Le nom de Periphery semble être sur toutes les lèvres depuis plusieurs mois. Passé de Roadrunner à Century Media pour la distribution européenne, le sextet aborde le microcosme metal avec un œil nouveau. Si la recette dresse évidemment des parallèles avec quelques grandes références, les musiciens témoignent d’une science de la composition assez poussée. Techniquement affuté à l’art du rock complexe et foisonnant, le combo parvient à une fusion réputée impossible : marier les structures ultra-chargées d’un Meshuggah avec un côté radio-frendly plus accessible. Une orientation résultant d’une certaine aisance à alterner la puissance des saturations avec les incartades ambiancée, construites à grands renforts de samples. Au-delà de son sens aigu en matière de mélopées accrocheuses – la power-ballade « Erised », « Ragnarok » –, Periphery ne sombre pourtant à aucun moment dans la facilité. Periphery II : This Time It’s Personal reste un impressionnant fatras de guitares dissonantes et sous-accordées, difficilement abordable à première écoute.

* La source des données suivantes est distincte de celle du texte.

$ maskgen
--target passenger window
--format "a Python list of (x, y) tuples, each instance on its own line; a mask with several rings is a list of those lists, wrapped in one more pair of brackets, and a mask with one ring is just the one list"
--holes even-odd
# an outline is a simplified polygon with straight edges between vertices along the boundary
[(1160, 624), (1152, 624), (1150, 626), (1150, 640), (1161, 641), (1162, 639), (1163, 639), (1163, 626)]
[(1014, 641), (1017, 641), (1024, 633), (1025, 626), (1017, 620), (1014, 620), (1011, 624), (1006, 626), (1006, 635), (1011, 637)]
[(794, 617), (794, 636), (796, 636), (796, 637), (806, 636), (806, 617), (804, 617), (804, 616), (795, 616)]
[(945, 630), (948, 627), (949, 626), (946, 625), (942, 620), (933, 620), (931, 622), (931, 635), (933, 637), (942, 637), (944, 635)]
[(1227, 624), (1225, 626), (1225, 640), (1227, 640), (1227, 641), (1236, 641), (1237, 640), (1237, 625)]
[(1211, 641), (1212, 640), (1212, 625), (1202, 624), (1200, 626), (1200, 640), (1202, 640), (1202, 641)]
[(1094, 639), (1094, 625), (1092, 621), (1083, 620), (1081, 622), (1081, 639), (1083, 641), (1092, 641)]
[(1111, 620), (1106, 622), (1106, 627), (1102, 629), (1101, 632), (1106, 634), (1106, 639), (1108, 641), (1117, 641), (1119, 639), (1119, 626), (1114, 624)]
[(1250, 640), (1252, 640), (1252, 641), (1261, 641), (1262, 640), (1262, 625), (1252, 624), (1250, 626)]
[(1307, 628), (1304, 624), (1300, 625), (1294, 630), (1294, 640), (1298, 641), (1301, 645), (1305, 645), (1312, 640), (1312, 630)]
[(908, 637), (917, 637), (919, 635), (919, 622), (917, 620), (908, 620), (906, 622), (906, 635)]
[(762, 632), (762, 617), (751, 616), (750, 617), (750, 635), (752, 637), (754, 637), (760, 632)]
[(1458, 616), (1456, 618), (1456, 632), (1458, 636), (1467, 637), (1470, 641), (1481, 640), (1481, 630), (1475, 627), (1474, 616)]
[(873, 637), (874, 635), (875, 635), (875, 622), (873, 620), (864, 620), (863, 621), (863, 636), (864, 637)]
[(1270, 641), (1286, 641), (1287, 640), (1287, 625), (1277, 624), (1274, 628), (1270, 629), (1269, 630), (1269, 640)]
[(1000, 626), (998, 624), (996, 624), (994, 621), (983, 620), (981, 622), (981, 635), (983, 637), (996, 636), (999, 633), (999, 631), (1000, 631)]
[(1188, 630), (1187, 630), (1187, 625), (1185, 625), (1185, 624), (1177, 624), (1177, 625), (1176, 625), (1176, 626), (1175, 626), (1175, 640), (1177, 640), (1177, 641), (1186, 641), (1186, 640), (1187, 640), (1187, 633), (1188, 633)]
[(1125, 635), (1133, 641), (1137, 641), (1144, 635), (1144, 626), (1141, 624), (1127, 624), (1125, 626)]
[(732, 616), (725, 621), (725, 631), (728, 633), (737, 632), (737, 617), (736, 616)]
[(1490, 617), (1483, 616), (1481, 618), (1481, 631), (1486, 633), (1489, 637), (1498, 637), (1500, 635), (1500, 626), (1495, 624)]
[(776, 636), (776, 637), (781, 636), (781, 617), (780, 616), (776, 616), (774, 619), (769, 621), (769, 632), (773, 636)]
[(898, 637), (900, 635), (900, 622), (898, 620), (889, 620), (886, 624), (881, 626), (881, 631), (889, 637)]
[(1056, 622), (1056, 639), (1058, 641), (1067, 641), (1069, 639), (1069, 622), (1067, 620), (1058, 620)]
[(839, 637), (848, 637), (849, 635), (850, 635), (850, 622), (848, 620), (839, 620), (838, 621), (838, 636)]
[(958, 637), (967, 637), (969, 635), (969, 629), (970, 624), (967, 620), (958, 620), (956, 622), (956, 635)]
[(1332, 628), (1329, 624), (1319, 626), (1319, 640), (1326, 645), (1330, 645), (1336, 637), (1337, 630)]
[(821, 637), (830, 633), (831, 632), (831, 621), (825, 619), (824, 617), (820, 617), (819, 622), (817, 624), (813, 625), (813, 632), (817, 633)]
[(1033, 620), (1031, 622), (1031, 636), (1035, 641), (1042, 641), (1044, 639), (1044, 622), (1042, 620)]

Doté d’une section musclée de trois guitares, la formation accouche de riffs burinés, d’une élasticité bien sentie. Periphery maitrise à la perfection le découpage syncopé et martèle avec une volonté qui éloigne radicalement le groupe d’une quelconque approche commerciale de la musique, et ce malgré ses nombreuses fioritures mélodiques.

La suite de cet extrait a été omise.